How to build large-scale end-to-end encrypted group video calls

Signal released end-to-end code group calls a year ago, and since then we ’ ve scaled from support for 5 participants all the way to 40. There is no off the shelf software that would allow us to support calls of that size while ensuring that all communication is end-to-end code, so we built our own open source Signal Calling Service to do the job. This post will describe how it works in more contingent .

Selective Forwarding Units (SFUs)

In a group call, each party needs to get their audio and video to every early player in the cry. There are 3 potential general architectures for doing so :

  • Full mesh: Each call participant sends its media (audio and video) directly to each other call participant. This works for very small calls, but does not scale to many participants. Most people just don’t have an Internet connection fast enough to send 40 copies of their video at the same time.
  • Server mixing: Each call participant sends its media to a server. The server “mixes” the media together and sends it to each participant. This works with many participants, but is not compatible with end-to-end encryption because it requires that the server be able to view and alter the media.
  • Selective Forwarding: Each participant sends its media to a server. The server “forwards” the media to other participants without viewing or altering it. This works with many participants, and is compatible with end-to-end-encryption.

Because Signal must have end-to-end encoding and scale to many participants, we use selective forwarding. A server that does selective forward is normally called a Selective Forwarding Unit or SFU.

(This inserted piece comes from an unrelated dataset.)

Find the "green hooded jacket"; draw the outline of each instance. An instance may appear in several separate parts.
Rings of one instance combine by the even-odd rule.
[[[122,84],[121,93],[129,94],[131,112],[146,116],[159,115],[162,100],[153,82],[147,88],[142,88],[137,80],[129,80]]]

If we focus on the run of media from a single commit player through an SFU to multiple receiving participants, it looks like this : SFU diagram A simplify version of the chief loop topology in the code in an SFU looks like this :

let socket = std::net::UdpSocket::bind(config.server_addr);  
let mut clients = ...;  // changes over time as clients join and leave
loop {
  let mut incoming_buffer = [0u8; 1500];
  let (incoming_size, sender_addr) = socket.recv_from(&mut incoming_buffer);
  let incoming_packet = &incoming_buffer[..incoming_size];

  for receiver in &clients {
     // Don't send to yourself
     if sender_addr != receiver.addr {
       // Rewriting the packet is needed for reasons we'll describe later.
       let outgoing_packet = rewrite_packet(incoming_packet, receiver);
       socket.send_to(&outgoing_packet, receiver.addr);
     }
  }
}

Signal’s Open Source SFU

When building support for group calls, we evaluate many loose source SFUs, but only two had adequate congestion master ( which, as we ’ ll see shortly, is critical ). We launched group calls using a modify translation of one of them, but concisely found that even with grave modifications, we couldn ’ t faithfully scale past 8 participants ascribable to high waiter CPU usage. To scale to more participants, we wrote a fresh SFU from scrape in Rust. It has now been serving all Signal group calls for 9 months, scales to 40 participants with comfort ( possibly more in the future ), and is clear enough to serve as a reference implementation for an SFU based on the WebRTC protocols ( ICE, SRTP, transport-cc, and googcc ). Let ’ s now take a deeper dive into the hardest part of an SFU. As you might have guessed, it ’ mho more complex than the simplified loop above .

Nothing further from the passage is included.